When Elicia was in Munich, she stayed with a host family who took her around the city.
She recounted: "I really enjoyed the cultural exchange. The family had two daughters, who were around my age. I experienced daily life in Germany and got to see many old, historical buildings."
Elicia worked on her project based on current research on disinfecting water conducted by the university. She was also impressed by the institution's state-of-the art equipment and spent three days in its laboratory.
"There is a device that could disinfect water just by using a diamond electrode. Usually, chemicals are added instead." she said.
Elicia, who will be taking her A levels this year, plans to study either forensic science or arts and social sciences in university. No plans to go back to Munich or to study overseas?
"My family is in Singapore and I don't want to be away from them.
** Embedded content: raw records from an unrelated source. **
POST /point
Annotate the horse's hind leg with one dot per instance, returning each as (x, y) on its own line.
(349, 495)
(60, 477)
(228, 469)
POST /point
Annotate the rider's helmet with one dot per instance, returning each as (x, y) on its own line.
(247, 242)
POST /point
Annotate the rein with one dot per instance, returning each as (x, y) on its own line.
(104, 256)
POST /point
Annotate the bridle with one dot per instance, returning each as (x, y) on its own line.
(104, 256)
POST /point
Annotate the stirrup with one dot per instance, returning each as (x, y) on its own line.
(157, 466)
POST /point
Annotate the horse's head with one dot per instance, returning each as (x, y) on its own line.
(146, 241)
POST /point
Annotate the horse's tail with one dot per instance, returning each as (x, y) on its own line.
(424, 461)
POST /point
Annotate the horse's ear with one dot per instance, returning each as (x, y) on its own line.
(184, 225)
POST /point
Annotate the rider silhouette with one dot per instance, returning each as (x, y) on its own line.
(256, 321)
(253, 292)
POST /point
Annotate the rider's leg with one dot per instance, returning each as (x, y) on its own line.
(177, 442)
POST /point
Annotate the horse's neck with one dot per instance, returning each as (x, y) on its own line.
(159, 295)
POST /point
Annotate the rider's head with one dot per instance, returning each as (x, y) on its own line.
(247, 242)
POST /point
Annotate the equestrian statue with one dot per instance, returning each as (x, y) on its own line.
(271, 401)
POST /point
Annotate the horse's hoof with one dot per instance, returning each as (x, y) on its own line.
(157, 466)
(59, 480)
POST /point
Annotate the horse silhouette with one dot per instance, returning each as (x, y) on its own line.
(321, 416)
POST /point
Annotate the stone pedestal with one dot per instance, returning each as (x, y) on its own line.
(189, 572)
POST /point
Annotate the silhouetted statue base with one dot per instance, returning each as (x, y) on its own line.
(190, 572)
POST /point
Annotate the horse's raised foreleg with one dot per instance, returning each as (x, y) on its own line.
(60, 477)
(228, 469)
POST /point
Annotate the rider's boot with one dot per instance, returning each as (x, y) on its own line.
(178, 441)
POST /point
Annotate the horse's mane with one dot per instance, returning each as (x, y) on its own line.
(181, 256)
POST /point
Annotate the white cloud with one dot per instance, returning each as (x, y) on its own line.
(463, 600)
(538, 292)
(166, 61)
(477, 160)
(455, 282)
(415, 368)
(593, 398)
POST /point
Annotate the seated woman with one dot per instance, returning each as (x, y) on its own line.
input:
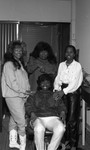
(46, 113)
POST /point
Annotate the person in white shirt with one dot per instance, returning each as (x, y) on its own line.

Maybe an exchange programme would be good," she said.
TUM Asia's Building the Future project
Building the Future is a project by Technischen Universitat Munchen (TUM) Asia for children from underprivileged families.
This year, two post-secondary students (either from junior college or polytechnic) who are beneficiaries of The Straits Times School Pocket Money Fund were given the opportunity to visit the TUM campus in Germany.
Elicia Nadya Elvis Isyak was one of them. Applicants must take subjects that involve sciences, mathematics or engineering. They are also required to submit a short essay on why they should be selected for the project.
Selected students will be exposed to the possibilities of being in the field of engineering, science and/or technology by immersing in the top engineering university in Germany, including meeting Nobel Laureates, sitting in on lectures, and visiting their laboratories.